For instance, in the United Kingdom, conventions, and not the law, stipulate that the monarch may not turn down a bill passed by parliament and that he may not sack the popularly elected House of Commons, which may be dissolved only on the advice of the prime minister. The underlying notion is that the king is only a figurehead and the real powers rest with the cabinet representing the will of the people.
In Pakistan, the most obvious of the missing links is lack of constitutional conventions corresponding to the written provisions of the constitution. To cite an example, let’s go back no more than one year. In April 2022, a no-confidence motion was tabled against the then prime minister, Imran Khan. The motion was consistent with both the letter and spirit of the constitution, which prescribes that at all times the PM must enjoy the confidence of the majority of the members of the National Assembly.
As most of his coalition partners parted ways with him, it was evident that Khan no longer commanded the support of the majority. But instead of the PM facing the National Assembly or resigning in a dignified manner, the ruling party got the no-confidence motion declared unconstitutional by the speaker, whose office is supposed to be bipartisan, knowing well that his ruling is final – no remedy is available against it within the house.
Although the Supreme Court intervened to have the motion voted upon – and that too after a nerve-shattering drama in the house – the matter should not have landed in the court.

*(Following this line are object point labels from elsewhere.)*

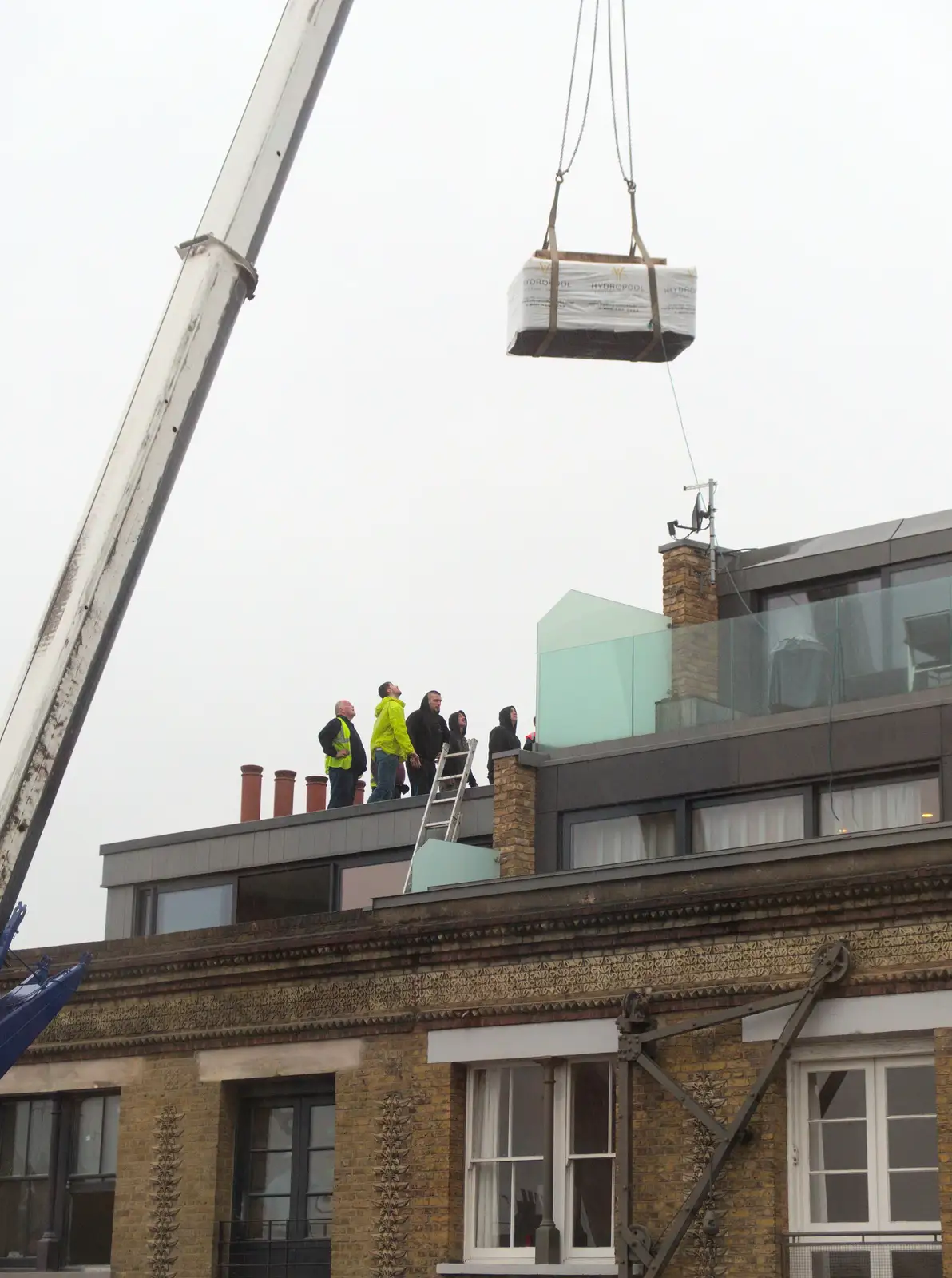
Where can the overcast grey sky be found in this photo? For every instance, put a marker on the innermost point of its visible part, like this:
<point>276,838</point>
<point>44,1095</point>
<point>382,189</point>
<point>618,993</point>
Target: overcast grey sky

Instead, the speaker should have allowed the motion to run its course. However, absence of conventions nullified the relevant unequivocal constitutional provisions.
The failure to evolve healthy constitutional conventions brings us to two other missing links, viz public ethics and culture. Political structure including the constitution is one part of the political system; the other is political culture. It is the political culture which largely defines how the political system will actually work. Political culture is a subculture within the broader culture. Hence, most of the ills that afflict a given culture also bear upon its political subculture. Here three of those interconnected ills with reference to our society may be mentioned.

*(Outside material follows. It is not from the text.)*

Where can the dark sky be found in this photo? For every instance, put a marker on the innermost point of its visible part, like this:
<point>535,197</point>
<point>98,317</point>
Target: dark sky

The first is the cult of the personality – whether of a spiritual or worldly leader or of a hybrid one. A cult leader is regarded by the followers as an epitome of virtue and wisdom and thus a complete stranger to the intellectual or moral lapses which the ordinary mortals are subject to.
His words and deeds become the criteria for judging right and wrong, good and evil, and in a more technical sense, constitutional and unconstitutional. Nothing is as lethal to the growth of institutions as a powerful personality cult. Not only that, cults preclude a fundamental consensus on what is appropriate political behavior, for they don’t allow such definitions to be standardized.

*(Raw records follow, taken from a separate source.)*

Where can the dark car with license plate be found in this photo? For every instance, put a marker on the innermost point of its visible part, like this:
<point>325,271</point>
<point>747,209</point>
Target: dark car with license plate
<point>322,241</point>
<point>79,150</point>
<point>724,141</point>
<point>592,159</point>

Two, society is becoming increasingly sanctimonious. The cult-inspired self-righteous start with the assumption – which in their case is an axiom – that ethically they are supreme. While others may be actuated by egoistical motivations, they are guided solely by altruistic considerations. While others may be mired in corruption, they are clean as a whistle. The assumption leads to the conclusion that others should be presumed to be guilty, sinners and culprits, without giving them a fair chance to speak for themselves or even when they’re proved otherwise. When it gains considerable currency, such a mode of thinking becomes a narrative.
A sanctimonious society has little room – as well as use – for dialogue, debate, logic and argumentation for addressing public issues. Such methods are dismissed as a sign of moral weakness. Instead, it relies on sanctions, force and coercion in dealing with disagreement and dissent. In such a society constitutionalism will remain at best on sufferance.